From e5e4cac323b913e9fcdbd17d6b07316a21f7ff5c Mon Sep 17 00:00:00 2001
From: Paul Amonson <paul.d.amonson@intel.com>
Date: Tue, 19 Mar 2024 13:37:31 -0700
Subject: [PATCH 2/3] [Refactor] Seperated slow, fast, and choose functionality
 into files.

Signed-off-by: Paul Amonson <paul.d.amonson@intel.com>
---
 contrib/intarray/_intbig_gist.c       |   2 +-
 contrib/ltree/_ltree_gist.c           |   2 +-
 contrib/pageinspect/heapfuncs.c       |   4 +-
 contrib/pg_trgm/trgm_gist.c           |   2 +-
 contrib/pg_walinspect/pg_walinspect.c |   2 +-
 src/backend/lib/bloomfilter.c         |   2 +-
 src/backend/postmaster/syslogger.c    |   2 +-
 src/backend/utils/adt/tsgistidx.c     |   2 +-
 src/backend/utils/adt/varbit.c        |   2 +-
 src/backend/utils/adt/varlena.c       |   2 +-
 src/port/Makefile                     |   2 +
 src/port/meson.build                  |   2 +
 src/port/pg_bitutils.c                | 171 +-------------------------
 src/port/pg_popcount_x86_64_accel.c   | 101 +++++++++++++++
 src/port/pg_popcount_x86_64_choose.c  |  98 +++++++++++++++
 15 files changed, 215 insertions(+), 181 deletions(-)
 create mode 100644 src/port/pg_popcount_x86_64_accel.c
 create mode 100644 src/port/pg_popcount_x86_64_choose.c

diff --git a/contrib/intarray/_intbig_gist.c b/contrib/intarray/_intbig_gist.c
index 9699fbf3b4..a12ea7ed9b 100644
--- a/contrib/intarray/_intbig_gist.c
+++ b/contrib/intarray/_intbig_gist.c
@@ -210,7 +210,7 @@ g_intbig_compress(PG_FUNCTION_ARGS)
 static int32
 sizebitvec(BITVECP sign, int siglen)
 {
-	return pg_popcount(sign, siglen);
+	return PG_POPCOUNT(sign, siglen);
 }
 
 static int
diff --git a/contrib/ltree/_ltree_gist.c b/contrib/ltree/_ltree_gist.c
index e89a39a5b5..bd66ec2e65 100644
--- a/contrib/ltree/_ltree_gist.c
+++ b/contrib/ltree/_ltree_gist.c
@@ -180,7 +180,7 @@ _ltree_union(PG_FUNCTION_ARGS)
 static int32
 sizebitvec(BITVECP sign, int siglen)
 {
-	return pg_popcount((const char *) sign, siglen);
+	return PG_POPCOUNT((const char *) sign, siglen);
 }
 
 static int
diff --git a/contrib/pageinspect/heapfuncs.c b/contrib/pageinspect/heapfuncs.c
index 3faeabc711..089842962f 100644
--- a/contrib/pageinspect/heapfuncs.c
+++ b/contrib/pageinspect/heapfuncs.c
@@ -527,8 +527,8 @@ heap_tuple_infomask_flags(PG_FUNCTION_ARGS)
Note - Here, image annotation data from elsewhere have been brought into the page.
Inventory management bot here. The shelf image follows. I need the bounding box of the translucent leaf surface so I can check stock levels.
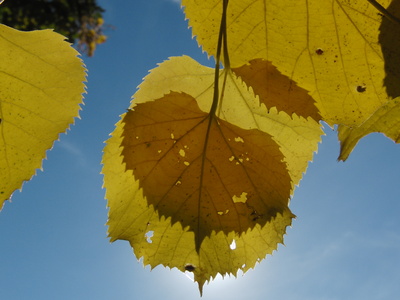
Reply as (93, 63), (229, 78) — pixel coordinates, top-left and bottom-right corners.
(338, 98), (400, 160)
(103, 117), (294, 290)
(0, 25), (85, 206)
(122, 92), (291, 249)
(132, 56), (323, 185)
(103, 56), (322, 289)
 	if (get_call_result_type(fcinfo, NULL, &tupdesc) != TYPEFUNC_COMPOSITE)
 		elog(ERROR, "return type must be a row type");
 
-	bitcnt = pg_popcount((const char *) &t_infomask, sizeof(uint16)) +
-		pg_popcount((const char *) &t_infomask2, sizeof(uint16));
+	bitcnt = PG_POPCOUNT((const char *) &t_infomask, sizeof(uint16)) +
+		PG_POPCOUNT((const char *) &t_infomask2, sizeof(uint16));
 
 	/* If no flags, return a set of empty arrays */
 	if (bitcnt <= 0)
diff --git a/contrib/pg_trgm/trgm_gist.c b/contrib/pg_trgm/trgm_gist.c
index 9ef2e38560..850316196f 100644
--- a/contrib/pg_trgm/trgm_gist.c
+++ b/contrib/pg_trgm/trgm_gist.c
@@ -648,7 +648,7 @@ gtrgm_same(PG_FUNCTION_ARGS)
 static int32
 sizebitvec(BITVECP sign, int siglen)
 {
-	return pg_popcount(sign, siglen);
+	return PG_POPCOUNT(sign, siglen);
 }
 
 static int
diff --git a/contrib/pg_walinspect/pg_walinspect.c b/contrib/pg_walinspect/pg_walinspect.c
index ee2918726d..93a7b4842a 100644
--- a/contrib/pg_walinspect/pg_walinspect.c
+++ b/contrib/pg_walinspect/pg_walinspect.c
@@ -303,7 +303,7 @@ GetWALBlockInfo(FunctionCallInfo fcinfo, XLogReaderState *record,
 			block_fpi_len = blk->bimg_len;
 
 			/* Construct and save block_fpi_info */
-			bitcnt = pg_popcount((const char *) &blk->bimg_info,
+			bitcnt = PG_POPCOUNT((const char *) &blk->bimg_info,
 								 sizeof(uint8));
 			flags = (Datum *) palloc0(sizeof(Datum) * bitcnt);
 			if ((blk->bimg_info & BKPIMAGE_HAS_HOLE) != 0)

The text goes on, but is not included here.